CrossFit forever!

Here at Progenex Europe we love CrossFit almost more than we love the taste of our Peanut Butter Recovery. Not only does being a CrossFitter mean more power, strength and mobility, it usually fosters a special kind of determination and resilience that can have a positive impact on the rest of our lives, and all from a sport that’s just sixteen years old! The issue is that, like most teenagers, CrossFit can be volatile and, if pushed too hard, bite back - resulting in injury, fatigue and even full-on burnout. That’s why we put together these four pointers on how to make CrossFit work for you long-term:


1) Pay attention to injury when it occurs

Nobody likes injuries, nor annoying aches and pains for that matter. We all know how tempting it is to ignore that nagging pain in the wrist, or excessive tightness around the knee, in the hope that tomorrow it will be gone. However (sorry but it’s the truth) the strong likelihood is that it won’t disappear at all - in fact if you continue to train on it it’ll just get worse and worse until it forces you to take time out. On the other hand, if you treat those aches and pains like small injuries (allowing them to recover), and small injuries like big ones (consulting a sports doctor immediately), then you’re more likely to move through the recovery process faster and with less frustration.


2) Be hyper-vigilant about overtraining

One of the most dangerous things that can happen to an athlete is that they begin to think they’re invincible. Yet even Achilles had his heel just as Superman had his Kryptonite! The truth is that whoever you are - superhero, Rich Froning or a total CrossFit beginner - you’re still not immune from overtraining. As to what, exactly, constitutes overtraining… Unfortunately (or fortunately, perhaps) overtraining is endlessly subjective. What one person can take in their stride could knock another over completely, and that’s not just related to experience and fitness. Each individual is affected by his or her history (eg. injury history, emotional history or resilience), lifestyle (eg. diet, working hours and sleep patterns) as well as any other stress they’re going through (eg. a grief, break-up, house move or job redundancy). Therefore it’s your responsibility to start being curious about any personal signs that you’re starting to overdo things. Cutting back on your CrossFit for a little while is one easy way to reduce stress hormones coursing around your body.
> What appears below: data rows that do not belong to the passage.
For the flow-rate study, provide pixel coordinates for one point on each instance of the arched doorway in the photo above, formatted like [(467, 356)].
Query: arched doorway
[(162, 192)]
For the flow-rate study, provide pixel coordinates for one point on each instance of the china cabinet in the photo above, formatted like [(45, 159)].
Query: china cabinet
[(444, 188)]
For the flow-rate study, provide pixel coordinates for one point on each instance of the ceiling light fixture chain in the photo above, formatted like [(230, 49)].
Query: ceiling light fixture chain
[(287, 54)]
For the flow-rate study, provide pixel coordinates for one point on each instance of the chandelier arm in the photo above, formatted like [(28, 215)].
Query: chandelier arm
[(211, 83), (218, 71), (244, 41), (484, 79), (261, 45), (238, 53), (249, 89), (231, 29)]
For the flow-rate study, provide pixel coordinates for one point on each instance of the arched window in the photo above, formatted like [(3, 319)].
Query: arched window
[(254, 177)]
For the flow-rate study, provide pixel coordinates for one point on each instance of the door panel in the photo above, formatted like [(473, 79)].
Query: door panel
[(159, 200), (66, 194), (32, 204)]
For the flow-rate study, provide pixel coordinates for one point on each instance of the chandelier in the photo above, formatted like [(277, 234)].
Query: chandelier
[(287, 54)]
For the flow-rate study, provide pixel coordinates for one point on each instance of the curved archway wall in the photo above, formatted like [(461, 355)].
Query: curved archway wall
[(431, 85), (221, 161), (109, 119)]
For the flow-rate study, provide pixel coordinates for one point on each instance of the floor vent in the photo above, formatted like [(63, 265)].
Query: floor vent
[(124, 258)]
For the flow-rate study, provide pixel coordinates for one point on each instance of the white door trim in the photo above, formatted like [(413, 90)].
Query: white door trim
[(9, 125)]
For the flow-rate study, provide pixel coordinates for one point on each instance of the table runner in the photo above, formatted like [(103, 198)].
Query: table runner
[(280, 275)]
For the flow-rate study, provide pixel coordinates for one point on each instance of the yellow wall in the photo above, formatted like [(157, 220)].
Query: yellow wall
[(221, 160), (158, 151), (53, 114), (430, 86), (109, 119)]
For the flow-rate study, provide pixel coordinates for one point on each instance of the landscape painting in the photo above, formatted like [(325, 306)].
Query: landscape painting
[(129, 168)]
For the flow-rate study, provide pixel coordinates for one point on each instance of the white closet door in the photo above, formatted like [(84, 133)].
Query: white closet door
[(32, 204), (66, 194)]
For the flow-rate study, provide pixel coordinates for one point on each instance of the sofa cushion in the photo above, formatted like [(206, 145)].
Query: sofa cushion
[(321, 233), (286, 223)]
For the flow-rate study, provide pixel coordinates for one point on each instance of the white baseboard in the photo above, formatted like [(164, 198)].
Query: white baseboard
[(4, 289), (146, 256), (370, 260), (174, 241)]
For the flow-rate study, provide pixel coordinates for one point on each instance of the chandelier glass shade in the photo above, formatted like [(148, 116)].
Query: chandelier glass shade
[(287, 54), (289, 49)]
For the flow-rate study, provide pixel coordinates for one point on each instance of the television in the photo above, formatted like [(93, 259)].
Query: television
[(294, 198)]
3) Plan rest weeks or months

Want to be treated like an athlete? Start behaving like one! The majority of sports include an off season - a phase during the year where training and competitions eases for a number of weeks or months. During this time both body and mind get to heal from the intensity of what’s gone on before. Without due diligence however, CrossFit can become a year-round competitive sport, and so it’s every athlete’s responsibility to factor recovery days, weeks or months into their schedule. Really, you’re best asking a coach for advice, but as a ballpark we’d advise including de-load or rest week every 6-8 weeks and a full month off CrossFit at least once a year to give all those ligaments, tendons and lingering muscle tears the chance to truly repair. Also, recovery doesn’t have to mean couch-potatoing. If you struggle with guilt and endorphin withdrawals when not exercising lots, perhaps give this break a focus such as building core strength via PIlates or developing flexibility through yoga.


4) Be open to new ideas.

Here at Progenex Europe we don’t profess to understanding everything about the body. Yes, we’ve done a lot of research and our scientists work hard to make sure we produce the highest quality products on the market for our athletes. But, just like most other people, we’re still figuring out how CrossFit operates in the human world. That is, nobody really knows how CrossFit will affect its devotees over a period of, say, 30 or 40 years because it hasn’t existed that long. That’s why it’s important to remain open minded, to be curious about new research, information and opinions that may arise and be flexible about what kind of exercise schedule is right for you.